PBV was calculated as (eq 4): $$PBV=\frac{\intop\nolimits_{0}^{\infty}C_{lung}(t)dt}{\intop\nolimits_{0}^{\infty }C_{a}(t)dt}$$
PBV calculated from CA concentration estimated using the subtraction method (PBVsub) is linearly dependent on M0_ratio (voxel tissue density), which varies during the respiratory cycle and due to lung pathology. PBVsub can therefore be divided by M0_ratio to avoid this effect and obtain PBVsub_corr. PBV estimates by the normalization method (PBVnorm) and by the T1-based method (PBVT1) do not suffer from this issue. Similar considerations apply to PBF but not MTT.
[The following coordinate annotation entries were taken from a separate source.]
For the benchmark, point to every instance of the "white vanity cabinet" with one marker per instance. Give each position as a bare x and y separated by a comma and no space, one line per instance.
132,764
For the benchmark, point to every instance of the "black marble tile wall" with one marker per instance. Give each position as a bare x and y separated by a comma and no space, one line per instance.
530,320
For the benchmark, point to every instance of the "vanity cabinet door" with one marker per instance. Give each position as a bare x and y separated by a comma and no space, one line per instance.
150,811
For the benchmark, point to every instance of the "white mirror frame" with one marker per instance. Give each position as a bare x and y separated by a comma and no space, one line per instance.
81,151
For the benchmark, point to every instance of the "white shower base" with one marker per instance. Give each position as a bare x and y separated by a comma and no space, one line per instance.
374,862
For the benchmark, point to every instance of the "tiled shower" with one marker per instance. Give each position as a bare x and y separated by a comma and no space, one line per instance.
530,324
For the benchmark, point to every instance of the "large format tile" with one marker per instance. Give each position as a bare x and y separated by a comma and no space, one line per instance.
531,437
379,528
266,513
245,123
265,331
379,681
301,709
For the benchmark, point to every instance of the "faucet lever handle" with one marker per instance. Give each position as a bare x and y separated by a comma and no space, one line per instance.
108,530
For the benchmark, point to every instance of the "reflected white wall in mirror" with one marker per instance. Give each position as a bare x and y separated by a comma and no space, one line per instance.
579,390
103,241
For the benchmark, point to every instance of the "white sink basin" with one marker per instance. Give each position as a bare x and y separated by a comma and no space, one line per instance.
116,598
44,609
The variation of PBV given an AIF concentration peak varying between 1 and 12 mM was also studied to evaluate the potential impact of signal non-linearity with concentration.
Acquisitions
Imaging was carried out on a 1.5 T GE HDx (GE Healthcare, Milwaukee, WI). Patients with ILD were recruited and gave written informed consent. Hyperpolarised 129Xe imaging was performed to obtain ventilated volume VV%9, mean diffusive length scale LMD and mean ADC10, and red blood cell to tissue/plasma ratio RBC:TP11,12. This was followed by a proton 3D variable flip angle (VFA) acquisition to estimate T1 and M0 and a TRICKS (view sharing) dynamic acquisition during which a bolus of 0.06 mL/kg gadoteric acid (Dotarem, Guerbet, Villepinte, France) was administered. The signal in the lung and AIF were converted into concentration-time curves with the ‘subtraction’, ‘normalization’ and ‘T1-based’ method and fitted with a gamma variate equation (eq 1). PBV was calculated and corrected for the ‘subtraction’ method, with M0_ratio estimated by means of the VFA-derived M0 map, normalising the lung M0 by the average M0 in the AIF ROI.Results
Figure 1 reports the obtained PBV from the simulations with the four methods considered. Figure 2 reports the variation of PBV depending on the AIF peak, which highlights AIF peak value-related bias in the subtraction and normalisation methods.Fifty-four ILD patients were imaged, with seven datasets not analysable. Figure 3 presents example maps in a single subject. PBV averages in the population were PBVT1=39.2 ± 15.1, PBVsub=13.3 ± 5.2, PBVnorm=33.9 ± 10.2, PBVsub_corr=48.4 ± 14.9 ml/100ml (figure 4).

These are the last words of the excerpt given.